U kijkt naar de website van NRC Handelsblad gedurende de periode 1995-2001. Bezoek ook de de huidige site.

NIEUWS  TEGENSPRAAK  SUPPLEMENT  DOSSIERS  ARCHIEF  ADVERTENTIES   SERVICE


Affaire Srebrenica

Nieuws

Chronologische reconstructie

Commissie Bakker

Achtergrond

Opinie

Links

Top militaire geheime dienst weg na `fouten'

Door een onzer redacteuren
DEN HAAG, 14 JULI. Het hoofd en het plaatsvervangend hoofd van de Militaire Inlichtingendienst (MID ) hebben gisteren hun functie neergelegd. Volgens minister De Grave (Defensie) heeft de top van de dienst een `ernstige beoordelingsfout' gemaakt door hem niet op de hoogte te stellen van een MID -onderzoek naar rechts-extremistisch gedrag van vier Dutchbat -militairen in Srebrenica.

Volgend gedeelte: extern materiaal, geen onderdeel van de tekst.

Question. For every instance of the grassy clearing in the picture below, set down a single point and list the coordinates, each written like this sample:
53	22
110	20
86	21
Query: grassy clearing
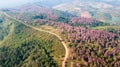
19	35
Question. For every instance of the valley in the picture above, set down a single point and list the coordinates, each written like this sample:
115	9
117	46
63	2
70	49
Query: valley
60	34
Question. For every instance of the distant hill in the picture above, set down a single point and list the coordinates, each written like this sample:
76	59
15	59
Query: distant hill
102	10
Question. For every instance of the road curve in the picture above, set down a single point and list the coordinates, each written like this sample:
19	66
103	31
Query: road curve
64	44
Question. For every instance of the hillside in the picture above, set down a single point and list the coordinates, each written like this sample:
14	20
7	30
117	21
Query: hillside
103	11
78	35
29	47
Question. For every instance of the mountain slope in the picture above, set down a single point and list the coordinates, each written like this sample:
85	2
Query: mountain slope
100	10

Het hoofd van de MID , luchtmachtgeneraal H.J. Vanderwijer, en zijn plaatsvervanger, R. Wielinga, hebben na een `indringend gesprek' met de minister hun `consequenties' getrokken en hun functie `ter beschikking gesteld', zo staat in een brief van de minister aan de Tweede Kamer. In overleg met de topambtenaren wordt naar een nieuwe functie binnen Defensie gezocht. Volgens De Grave is dit een `adequate sanctie'.

Vanuit de Tweede Kamer is met imstemming op het ingrijpen van De Grave gereageerd. Tussen februari 1996 en februari 1997 heeft de MID vier verslagen gemaakt van gesprekken over vermeend rechts-extremistisch gedrag van Dutchbat -militairen in Srebrenica. Noch De Graves voorganger Voorhoeve, noch de commissie-Van Kemenade die de rol van Defensie inzake Srebrenica onderzocht, is daarvan op de hoogte gebracht. Volgens het MID is dit niet gebeurd omdat er ,,geen nieuwe feiten waren vastgesteld''. De Grave werd pas twee weken geleden geïnformeerd, aan de vooravond van een Kamerdebat. De Grave meent dat dit een `ernstige beoordelingsfout' was van de MID -top. ,,Het is voor een bewindspersoon, ook in het functioneren naar de Kamer, essentieel dat hij beschikt over alle relevante informatie. Dat is een essentiële schakel in een parlementaire democratie'', aldus de minister. Hij vindt het `betreurenswaardig' dat de topambtenaren hun functie moeten neerleggen, maar ook `onvermijdelijk'.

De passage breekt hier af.